On se souvient cependant par le passé que les enquêtes avaient débuté... avant même l'enregistrement des plaintes. Le 15 avril 2020 par exemple, Rachna Seenauth a été arrêtée pour un post humoristique partagé sur Facebook. Les policiers avaient débarqué chez elle à 13 h 24. Son avocat, Me Rouben Mooroongapillay, avait adressé une lettre à plusieurs hautes personnalités du pays pour demander pourquoi il y a eu "such a rush for police to be at her residence at the same time when statement was still being recorded from declarant". Là encore, pas de réponse. Puis, il y a eu la plainte de Kobita Jugnauth contre Rigg Needroo en 2018. Lors du procès, le 15 septembre dernier, l'enquêteur avait concédé que Rigg Needroo a déjà été interrogé avant même que la plainte ne soit consignée...
Qui est derrière ?
Face à la lenteur des enquêtes, Me Antoine Domingue a présenté une résolution pour une réunion urgente du Bar Council afin de condamner "in the strongest possible terms the vile attacks" contre l'ancien chef juge Eddy Balancy, le magistrat de la cour de Moka, Mes Rashid Ahmine et Shakeel Mohammed. À plusieurs reprises, ce dernier a rappelé le lien entre les noms de ces pages - Sun - et le MSM. Officiellement, aucun lien n'a été prouvé. Toujours est-il que Sun TV News, encore en ligne, parle de Pravind Jugnauth comme étant "Nou leroi" et "1 zoli garson" (sic).
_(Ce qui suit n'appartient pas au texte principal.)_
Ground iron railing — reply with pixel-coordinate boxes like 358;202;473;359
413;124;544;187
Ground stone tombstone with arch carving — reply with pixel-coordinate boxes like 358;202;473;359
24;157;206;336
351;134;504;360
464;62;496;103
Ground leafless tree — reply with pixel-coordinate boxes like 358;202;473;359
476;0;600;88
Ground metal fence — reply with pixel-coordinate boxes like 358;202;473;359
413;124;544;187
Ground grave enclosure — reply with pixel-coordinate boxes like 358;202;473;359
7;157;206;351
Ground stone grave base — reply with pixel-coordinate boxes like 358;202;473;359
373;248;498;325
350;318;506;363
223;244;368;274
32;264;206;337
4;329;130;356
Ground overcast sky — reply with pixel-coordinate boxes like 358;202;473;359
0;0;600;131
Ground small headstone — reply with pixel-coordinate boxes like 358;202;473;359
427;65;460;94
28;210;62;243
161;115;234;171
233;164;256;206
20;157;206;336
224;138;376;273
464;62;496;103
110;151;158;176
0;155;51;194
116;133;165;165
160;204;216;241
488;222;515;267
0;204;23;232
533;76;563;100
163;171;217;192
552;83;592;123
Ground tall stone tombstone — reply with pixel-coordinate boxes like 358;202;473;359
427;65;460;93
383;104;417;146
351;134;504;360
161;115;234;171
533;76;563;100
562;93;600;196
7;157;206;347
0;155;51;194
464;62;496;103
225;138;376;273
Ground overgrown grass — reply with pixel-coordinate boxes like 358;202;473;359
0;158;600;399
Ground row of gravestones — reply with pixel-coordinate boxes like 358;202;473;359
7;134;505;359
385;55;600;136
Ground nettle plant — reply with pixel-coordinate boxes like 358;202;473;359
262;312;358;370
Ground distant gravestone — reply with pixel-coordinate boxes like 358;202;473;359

Me Rouben Mooroongapillay avait qui plus est affirmé lundi qu'un cadre de la MBC est impliqué dans l'administration de ces pages controversées, la direction a toutefois nié. N'empêche, l'avocat persiste et signe. "Je maintiens ce que j'ai dit. Un cadre de la MBC est impliqué. Ils vont devoir répondre de leurs actions." Un autre nom cité avec insistance concerne un proche du pouvoir qui était accusé, dans le passé, d'actes indécents et de breach of ICTA. Sa version des faits est attendue.